This project aims to predict house value in California districts using over 20,000 data on housing features and location. The dataset contains 10 columns including housing median age, total rooms and location coordinates. The goal is to build a predictive model using Random Forest to estimate house value and evaluate performance using Root Mean Square Error (RMSE). Different tools were used such as Python libraries: Pandas and Numpy, Scikit learn and Matplotlib.
This project predicts the house value in over 20000 California districts. The dataset contains features such as house age, total rooms, number of bedrooms, population, median income and location coordinates. The data is processed using Pandas and Numpy before analysis. Additional features were added for clarity and to better capture anomalies that may affect prediction. The added features were room per household and bedroom per room.

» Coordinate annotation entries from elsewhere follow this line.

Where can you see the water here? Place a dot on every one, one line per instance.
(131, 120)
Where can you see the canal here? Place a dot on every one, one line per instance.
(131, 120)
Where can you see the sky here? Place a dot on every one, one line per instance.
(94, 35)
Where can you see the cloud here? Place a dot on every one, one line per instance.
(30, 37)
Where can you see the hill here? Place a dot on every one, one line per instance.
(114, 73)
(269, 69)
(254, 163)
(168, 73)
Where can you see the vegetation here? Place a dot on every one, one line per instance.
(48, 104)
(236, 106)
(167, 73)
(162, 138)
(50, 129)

For visualization purposes, tools like Matplotlib, Seaborn are used for histograms, scatter plots and correlation matrix.
To evaluate the model’s performance, the dataset is split into training and testing subsets using Scikit-learn's train-test split method. This ensures the model is trained on part of the data and evaluated on unseen data, allowing for accurate performance assessment.
The project uses the Random Forest Regressor, a powerful ensemble learning method that reduces overfitting and handles non-linear relationships well. This model achieves strong predictive accuracy by combining multiple decision trees.
The model is evaluated using metrics such as R² (R-squared) score and Root Mean Squared Error (RMSE).
The feature importance aspect of the regressor is able to show nonlinear relationships unlike the correlation matrix which only shows linear relationships. It is based on the contribution weight of reducing prediction errors. This shows the strength of the random forest in predicting house value with high accuracy.